Chico mengakui Edy Rahmayadi memang intens berkomunikasi dengan PDIP terkait Pilgub Sumut.
"Namun, belum secara defenitif ada rekom dari kami," kata Chico kepada Tribunnews.com, Jumat (2/8/2024).
Dia menuturkan, dinamika Pilgub termasuk Sumut masih dinamis.
"Ya kita lihat nanti ke depannya, namun tentu beliau adalah calon kuat untuk kami usung," ujar Chico.
Menurut Chico, di internal PDIP sendiri juga masih banyak kader-kader yang memiliki kans untuk diusung di Pilgub Sumut.
Mereka di antaranya Nikson Nababan, Sofyan Tan, dan mantan Gubernur DKI Jakarta Djarot Saiful Hidayat.
"Namun, kita lihat nanti apakah kami akan mengusung sebagai cagub atau cawagub. Sampai hari ini belum defenitif sikap DPP maupun Ibu Megawati Soekarnoputri," ucapnya.
Sebelumnya, Edy yang juga mantan Gubernur Sumut mengaku telah mendapat rekomendasi dari PDIP untuk maju di Pilgub Sumut 2024.
Edy mengatakan, dia telah mendapatkan rekomendasi PDIP dan ditugaskan untuk mencari calon wakil Gubernurnya.
"Ada rekomendasi (dari PDIP), tetapi bukan satu ketentuan untuk persyaratan atau B1KWK untuk ke KPU," kata Edy Rahmayadi di posko pemenangan di Medan, Selasa (30/7/2024)
Edy mengatakan bahwa telah mendapatkan rekomendasi PDIP dan ditugaskan untuk mencari calon wakil Gubernurnya.
Soal sosok wakil Gubernur pendampingnya, Edy mengaku belum memutuskannya dan masih mencarinya.
Berikut daftar perolehan kursi DPRD Sumut :
1. Partai Golkar 22 Kursi (dukung Bobby)
2. PDI Perjuangan 21 Kursi
3. Partai Gerindra 13 Kursi (dukung Bobby – masih secara lisan)
4. Partai NasDem 12 Kursi
5. PKS 10 Kursi
6. PAN 6 Kursi (dukung Bobby)
7. Partai Demokrat 5 Kursi (dukung Bobby – masih secara lisan)
8. Hanura 5 Kursi
9. PKB 4 Kursi
10. PPP 1 Kursi
11. Perindo 1 Kursi
Syarat pencalonan Pilgub Sumut adalah parpol atau koalisi parpol mempunyai minimal 20 kursi DPRD Sumut.

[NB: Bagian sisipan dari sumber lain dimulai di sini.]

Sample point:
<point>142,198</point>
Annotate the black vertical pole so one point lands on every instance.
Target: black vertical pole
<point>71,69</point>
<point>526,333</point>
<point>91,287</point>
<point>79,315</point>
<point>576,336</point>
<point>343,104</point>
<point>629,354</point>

Sejauh ini hanya ada beberapa nama yang potensial diusung di Pilgub Sumut. Antara lain, Bobby Nasution, Edy Rahmayadi (mantan Gubernur Sumut), dan Nikson Nababan (mantan Bupati Taput 2 periode).
Langkah Edy Rahmayadi dan Nikson Nababan masih cukup terjal untuk bisa maju di arena Pilgub.
Edy Rahmayadi memang sudah mengantongi surat dukungan dari Partai Hanura.
Tetapi, untuk bisa memenuhi syarat pencalonan, Edy harus mencari dukungan dari parpol lainnya.
Segendang sepenarian, Nikson Nababan juga menggantungkan asa kepada partai yang menaunginya, PDIP.
Melihat tradisi PDIP yang selama ini kerap mengusung kader untuk maju di pilkada, harapan Nikson memang terbuka lebar.
Apalagi PDIP yang punya 21 kursi DPRD, bisa mengusung paslon tanpa harus koalisi dengan parpol lainnya.
Meski begitu, tak tertutup kemungkinan PDIP mengubah “tradisi” mengusung kader sendiri, dengan memilih sosok lain yang populer, mengingat dinamika politik nasional antara PDIP dengan Jokowi, mertua Bobby Nasution.